Tak przedstawiały się w ogólnych zarysach sprawy studenckie na początku pierwszego semestru 1878/9 roku. Związek rozwijał się pomyślnie, kasa stypendjalna dzięki poparciu filisterji polskiej rozporządzała wcale poważnymi środkami. Pierwszy bal polski, urządzony przez Związek Polski, osiągnął sukces wprost niebywały zarówno w środowisku polskiem jak również wśród miejscowej arystokracji niemieckiej i ogromnie się przyczynił do spopularyzowania myśli o możności udzielenia Polakom prawa założenia własnej korporacji [6].

A teraz wracam do wspomnień o prądach i kierunkach myśli, nurtujących wśród młodzieży ryskiej od chwili, kiedy ja w jej życiu zacząłem czynny udział przyjmować t. j. od początku roku akademickiego 1876/7.

Po wakacjach 1875 r. zamieszkałem z Nieniewskim w t. zw. pałacu. Był to domek o jednym pokoju na roku Nicolai i Muhlenstr.. W tem samem podwórzu mieszkał Kareński. Punkt był tak dogodny dla mieszkających w tamtej dzielnicy kolegów, że każdy, przechodząc, mimowolnie o niego zawadzał, stąd też i koło moich znajomych znacznie się rozszerzyło. Wkrótce po przyjeździe zostałem wprowadzony do „Kółka", organizacji wówczas jeszcze bardzo nielicznej i drobnej, która później pod nazwą „Idealistów" doszła do wielkiego rozwoju i wycisnęła swoje piętno na organizacji „Arkonji"' oraz na cechujących tę korporację dążeniach i celach. W chwili, gdy powierzono mi w największej tajemnicy wiadomość o istnieniu Kółka i zaproponowano należenie do niego, składało się ono z 12 — 15 członków.
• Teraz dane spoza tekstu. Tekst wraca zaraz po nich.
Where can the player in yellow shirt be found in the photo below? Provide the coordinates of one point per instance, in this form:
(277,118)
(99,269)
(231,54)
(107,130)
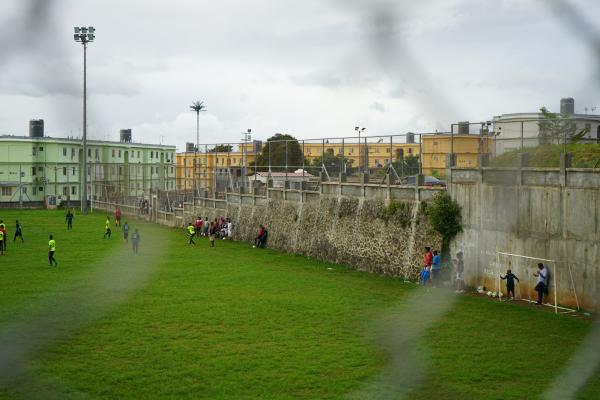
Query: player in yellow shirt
(51,250)
(107,227)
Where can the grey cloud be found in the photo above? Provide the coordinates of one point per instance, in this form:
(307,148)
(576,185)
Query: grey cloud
(376,106)
(323,78)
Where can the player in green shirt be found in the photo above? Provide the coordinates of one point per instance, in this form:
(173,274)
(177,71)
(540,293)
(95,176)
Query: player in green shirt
(107,227)
(51,250)
(192,233)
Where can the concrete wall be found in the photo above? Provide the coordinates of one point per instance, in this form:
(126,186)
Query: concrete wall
(545,213)
(340,228)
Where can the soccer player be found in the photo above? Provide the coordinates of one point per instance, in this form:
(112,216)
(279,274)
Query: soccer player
(118,216)
(510,284)
(107,227)
(18,231)
(69,218)
(4,235)
(191,232)
(126,231)
(51,250)
(135,241)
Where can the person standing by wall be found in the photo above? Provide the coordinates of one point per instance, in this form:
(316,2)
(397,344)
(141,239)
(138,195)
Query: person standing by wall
(542,282)
(191,232)
(460,269)
(436,266)
(118,216)
(18,231)
(135,241)
(126,232)
(51,250)
(69,219)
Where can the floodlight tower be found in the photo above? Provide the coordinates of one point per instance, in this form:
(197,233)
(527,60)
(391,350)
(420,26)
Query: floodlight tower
(359,130)
(84,35)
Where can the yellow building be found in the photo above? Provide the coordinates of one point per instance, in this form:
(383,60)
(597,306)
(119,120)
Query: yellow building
(466,147)
(433,155)
(207,165)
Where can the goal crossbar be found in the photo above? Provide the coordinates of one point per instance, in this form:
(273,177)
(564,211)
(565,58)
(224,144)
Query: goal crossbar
(554,262)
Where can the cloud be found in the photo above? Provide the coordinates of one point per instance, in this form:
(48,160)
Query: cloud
(376,106)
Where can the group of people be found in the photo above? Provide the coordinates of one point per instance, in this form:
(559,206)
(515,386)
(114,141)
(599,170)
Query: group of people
(219,228)
(4,235)
(135,236)
(542,275)
(431,273)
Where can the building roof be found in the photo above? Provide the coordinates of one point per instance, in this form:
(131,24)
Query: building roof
(283,174)
(78,141)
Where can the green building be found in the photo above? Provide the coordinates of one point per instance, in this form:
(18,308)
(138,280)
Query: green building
(36,169)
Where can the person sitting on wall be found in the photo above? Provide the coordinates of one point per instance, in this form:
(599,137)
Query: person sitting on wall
(263,238)
(542,282)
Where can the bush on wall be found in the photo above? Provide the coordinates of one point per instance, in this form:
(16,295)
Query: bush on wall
(444,216)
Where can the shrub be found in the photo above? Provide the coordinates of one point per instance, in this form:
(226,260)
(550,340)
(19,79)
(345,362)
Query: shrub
(444,216)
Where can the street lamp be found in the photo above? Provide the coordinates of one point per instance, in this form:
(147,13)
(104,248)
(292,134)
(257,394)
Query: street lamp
(246,139)
(197,106)
(84,35)
(359,130)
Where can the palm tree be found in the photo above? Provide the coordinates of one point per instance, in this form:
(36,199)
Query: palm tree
(198,106)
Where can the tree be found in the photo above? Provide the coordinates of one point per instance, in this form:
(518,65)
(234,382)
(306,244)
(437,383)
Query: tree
(281,150)
(221,148)
(559,127)
(405,166)
(445,216)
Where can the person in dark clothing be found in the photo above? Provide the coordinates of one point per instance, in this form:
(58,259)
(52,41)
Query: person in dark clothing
(542,282)
(135,241)
(69,219)
(510,284)
(18,231)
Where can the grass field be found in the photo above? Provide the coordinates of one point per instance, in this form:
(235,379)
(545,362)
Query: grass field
(232,322)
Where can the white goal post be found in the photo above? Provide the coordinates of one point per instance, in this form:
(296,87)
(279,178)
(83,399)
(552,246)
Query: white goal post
(554,278)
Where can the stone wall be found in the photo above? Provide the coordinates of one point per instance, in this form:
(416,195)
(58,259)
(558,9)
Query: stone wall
(343,229)
(545,213)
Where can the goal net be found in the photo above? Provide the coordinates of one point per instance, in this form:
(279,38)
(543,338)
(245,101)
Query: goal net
(560,282)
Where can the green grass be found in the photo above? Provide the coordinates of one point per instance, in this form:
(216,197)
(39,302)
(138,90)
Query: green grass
(584,156)
(234,322)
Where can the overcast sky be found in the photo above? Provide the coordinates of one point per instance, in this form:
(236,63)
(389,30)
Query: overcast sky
(310,68)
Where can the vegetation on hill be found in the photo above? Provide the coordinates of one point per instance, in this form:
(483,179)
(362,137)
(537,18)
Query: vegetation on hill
(548,155)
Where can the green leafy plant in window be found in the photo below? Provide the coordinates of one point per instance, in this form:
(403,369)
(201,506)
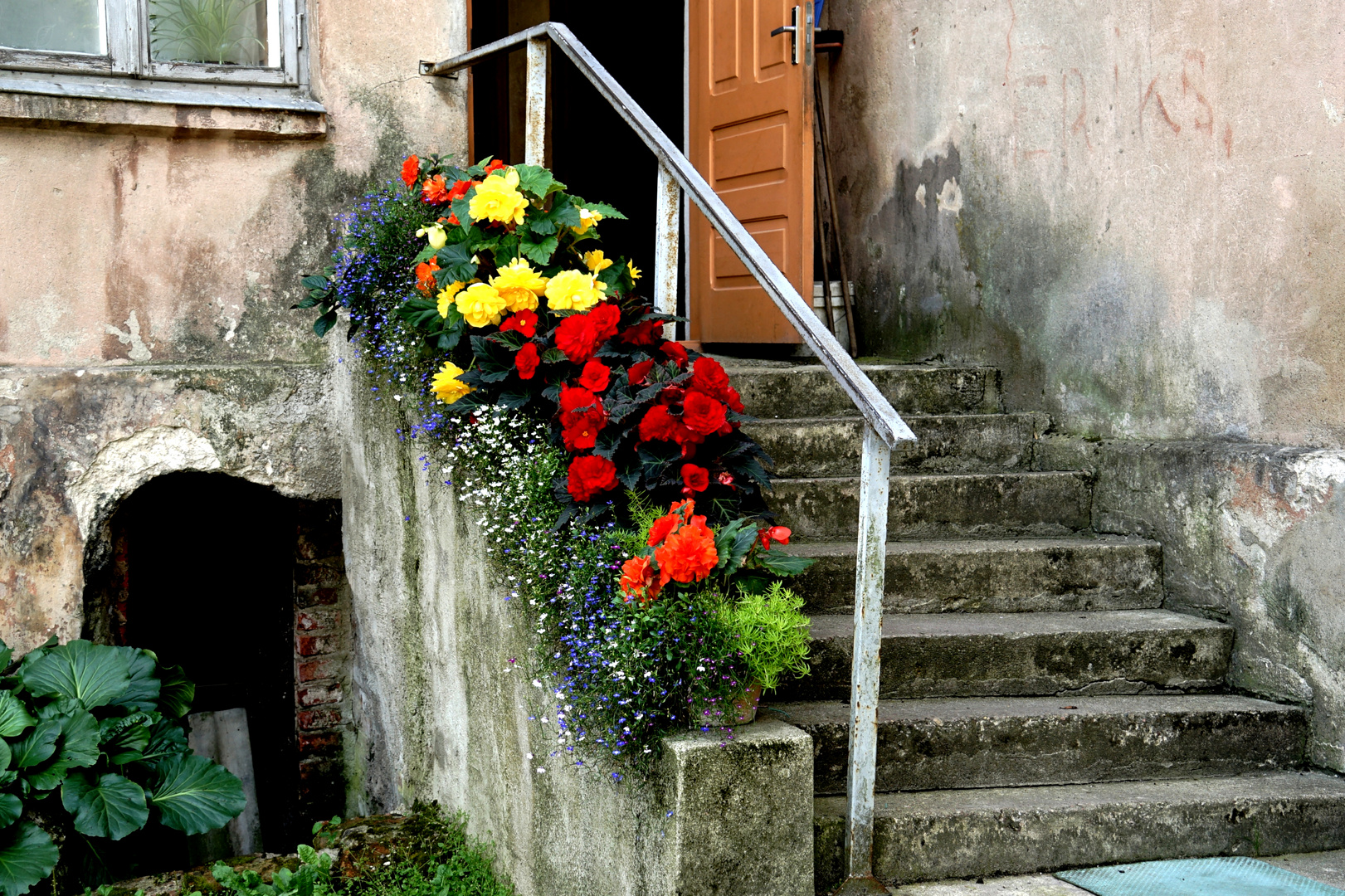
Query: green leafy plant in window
(218,32)
(95,731)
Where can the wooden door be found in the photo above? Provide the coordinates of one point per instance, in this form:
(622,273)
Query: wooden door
(751,136)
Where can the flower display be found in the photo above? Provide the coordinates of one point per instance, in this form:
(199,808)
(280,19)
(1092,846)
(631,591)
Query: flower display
(543,387)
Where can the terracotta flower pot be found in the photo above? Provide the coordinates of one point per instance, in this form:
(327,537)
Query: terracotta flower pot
(745,705)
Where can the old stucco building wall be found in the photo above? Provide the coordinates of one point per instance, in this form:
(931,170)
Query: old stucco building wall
(1134,209)
(147,266)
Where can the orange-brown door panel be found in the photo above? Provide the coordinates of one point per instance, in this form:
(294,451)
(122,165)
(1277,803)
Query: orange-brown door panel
(751,136)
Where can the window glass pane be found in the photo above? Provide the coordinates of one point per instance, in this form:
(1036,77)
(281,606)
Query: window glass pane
(240,32)
(73,26)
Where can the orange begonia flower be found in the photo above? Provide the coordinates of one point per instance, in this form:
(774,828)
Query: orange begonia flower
(689,553)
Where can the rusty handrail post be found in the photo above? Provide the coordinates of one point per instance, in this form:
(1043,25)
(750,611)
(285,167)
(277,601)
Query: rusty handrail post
(869,575)
(534,134)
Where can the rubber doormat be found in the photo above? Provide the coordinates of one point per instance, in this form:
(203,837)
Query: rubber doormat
(1236,876)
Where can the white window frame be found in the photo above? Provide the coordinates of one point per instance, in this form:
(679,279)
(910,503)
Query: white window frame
(128,54)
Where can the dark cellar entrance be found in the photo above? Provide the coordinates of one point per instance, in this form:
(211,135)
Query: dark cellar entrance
(244,590)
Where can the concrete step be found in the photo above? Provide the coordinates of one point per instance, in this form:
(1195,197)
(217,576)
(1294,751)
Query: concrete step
(1018,575)
(779,389)
(946,443)
(1015,830)
(1011,742)
(942,506)
(1115,651)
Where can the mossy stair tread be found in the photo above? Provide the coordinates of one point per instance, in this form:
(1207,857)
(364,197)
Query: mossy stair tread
(1011,742)
(1002,830)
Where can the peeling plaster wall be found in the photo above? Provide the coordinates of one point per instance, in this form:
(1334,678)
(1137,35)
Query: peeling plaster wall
(145,283)
(1251,536)
(1132,206)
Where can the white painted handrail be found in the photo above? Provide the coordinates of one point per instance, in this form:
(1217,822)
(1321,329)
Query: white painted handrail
(883,431)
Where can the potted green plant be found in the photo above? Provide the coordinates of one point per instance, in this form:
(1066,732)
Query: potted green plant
(772,634)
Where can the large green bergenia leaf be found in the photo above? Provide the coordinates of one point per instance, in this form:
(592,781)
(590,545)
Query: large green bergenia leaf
(194,796)
(10,809)
(104,806)
(95,674)
(27,855)
(14,716)
(142,692)
(77,748)
(38,746)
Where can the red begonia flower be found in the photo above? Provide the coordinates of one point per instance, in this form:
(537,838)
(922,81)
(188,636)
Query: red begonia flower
(411,171)
(701,413)
(595,376)
(526,361)
(694,480)
(435,190)
(591,475)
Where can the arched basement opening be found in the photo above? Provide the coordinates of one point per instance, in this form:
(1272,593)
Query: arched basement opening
(245,590)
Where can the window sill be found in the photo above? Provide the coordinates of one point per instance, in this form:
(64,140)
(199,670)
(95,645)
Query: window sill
(162,110)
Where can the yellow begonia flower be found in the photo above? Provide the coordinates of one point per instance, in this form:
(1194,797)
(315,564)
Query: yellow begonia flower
(587,220)
(519,284)
(446,296)
(596,263)
(446,387)
(573,291)
(480,304)
(498,199)
(436,233)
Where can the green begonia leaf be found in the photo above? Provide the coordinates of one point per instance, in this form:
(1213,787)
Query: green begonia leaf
(175,692)
(142,692)
(194,796)
(10,809)
(27,855)
(38,746)
(95,674)
(14,716)
(108,806)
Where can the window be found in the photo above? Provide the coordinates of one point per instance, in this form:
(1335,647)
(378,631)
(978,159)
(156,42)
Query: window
(240,42)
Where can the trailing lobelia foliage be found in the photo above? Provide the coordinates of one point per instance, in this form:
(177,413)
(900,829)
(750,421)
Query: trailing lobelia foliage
(95,731)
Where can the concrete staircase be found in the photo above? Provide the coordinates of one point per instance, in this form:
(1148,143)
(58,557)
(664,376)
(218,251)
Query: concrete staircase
(1040,708)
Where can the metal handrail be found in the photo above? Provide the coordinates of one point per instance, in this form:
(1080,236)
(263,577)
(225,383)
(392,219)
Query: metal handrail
(884,428)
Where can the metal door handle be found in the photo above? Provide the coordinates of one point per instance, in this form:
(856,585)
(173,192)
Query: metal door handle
(792,28)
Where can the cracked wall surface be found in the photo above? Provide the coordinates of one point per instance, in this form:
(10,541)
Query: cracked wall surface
(1133,209)
(145,319)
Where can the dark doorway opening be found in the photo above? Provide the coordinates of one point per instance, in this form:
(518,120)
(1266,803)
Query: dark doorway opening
(589,147)
(245,590)
(212,588)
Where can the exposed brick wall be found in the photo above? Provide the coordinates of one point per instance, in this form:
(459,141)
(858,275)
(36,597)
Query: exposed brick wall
(322,645)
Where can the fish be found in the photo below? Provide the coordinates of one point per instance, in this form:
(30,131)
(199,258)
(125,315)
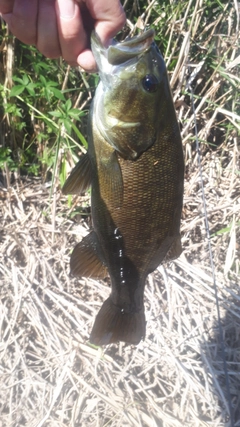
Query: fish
(135,168)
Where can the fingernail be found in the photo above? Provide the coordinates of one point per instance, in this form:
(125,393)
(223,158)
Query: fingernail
(66,8)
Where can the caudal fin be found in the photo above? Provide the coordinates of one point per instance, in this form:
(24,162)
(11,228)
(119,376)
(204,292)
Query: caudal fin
(113,324)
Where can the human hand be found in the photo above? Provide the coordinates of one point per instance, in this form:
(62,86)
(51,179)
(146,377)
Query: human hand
(63,27)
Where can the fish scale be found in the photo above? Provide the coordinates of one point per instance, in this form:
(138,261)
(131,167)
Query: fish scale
(134,166)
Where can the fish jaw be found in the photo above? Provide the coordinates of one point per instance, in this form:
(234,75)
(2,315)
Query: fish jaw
(133,81)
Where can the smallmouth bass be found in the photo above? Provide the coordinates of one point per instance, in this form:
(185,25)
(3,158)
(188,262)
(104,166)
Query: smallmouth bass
(134,166)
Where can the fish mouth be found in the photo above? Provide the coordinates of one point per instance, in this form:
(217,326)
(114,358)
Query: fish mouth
(119,53)
(128,49)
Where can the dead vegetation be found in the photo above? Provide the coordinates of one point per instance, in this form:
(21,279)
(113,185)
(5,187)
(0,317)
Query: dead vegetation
(50,375)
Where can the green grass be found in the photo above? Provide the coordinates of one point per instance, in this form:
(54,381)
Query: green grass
(50,376)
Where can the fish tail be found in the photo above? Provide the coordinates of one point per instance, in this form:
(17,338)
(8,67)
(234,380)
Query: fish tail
(112,324)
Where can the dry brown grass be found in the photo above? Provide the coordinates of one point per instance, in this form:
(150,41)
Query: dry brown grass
(49,374)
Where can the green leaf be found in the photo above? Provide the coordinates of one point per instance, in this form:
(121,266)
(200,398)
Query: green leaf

Prezesem był Jan Gnatowski [7], ton i kierunek nadawali głównie studenci: Szafnagl, Przewłocki, Giżycki, W. Romer, należeli również Świątecki Stanisław, Podhorski Antoni, Nieniewski, Żukotyński Stanisław, Jelec oraz uczniowie gimnazjów i Vorschuli: Orlikowski, Giżycki Aleksander, Morgulec, Leszczyński Kazimierz.

Podniosły i szlachetny nastrój i gorący patrjotyzm, panujący w tym zespole, pociągnął mię od razu w kierunku nakreślonym przez Kółko i uczynił jego szczerym i gorliwym współpracownikiem. Zbieraliśmy się początkowo u Szafnagla w malutkim pokoiku, zajmowanym przez niego w mansardzie parterowego domku na Muhlenstr. Kółko było już wówczas zżyte i skonsolidowane, świadome swoich celów, a skutkiem tego dążące do ekspansji, w rezultacie czego jeszcze w ciągu tegoż semestru (I — 1876/7) przyjęci zostali: Pohl, Karoński, Doruchowski Teodor, Bąkowski Stanisław. Kierunek i dążenia Kółka zostały tak doskonale scharakteryzowane i opisane przez Szafnagla w jego szkicu p. t. „Idealiści", że nie będę się kusił o dodanie ze swej strony czegokolwiek, chyba jedynie zaznaczyćbym powinien specjalny kult dla tradycji filareckich, jaki w kółku panował. Podkreślam go dlatego, że wydaje się on sprzecznym do pewnego stopnia z naczelnem hasłem „pracy organizacyjnej" tak bardzo realnem, gdy życie filareckie było na wskroś przesycone romantycznym idealizmem.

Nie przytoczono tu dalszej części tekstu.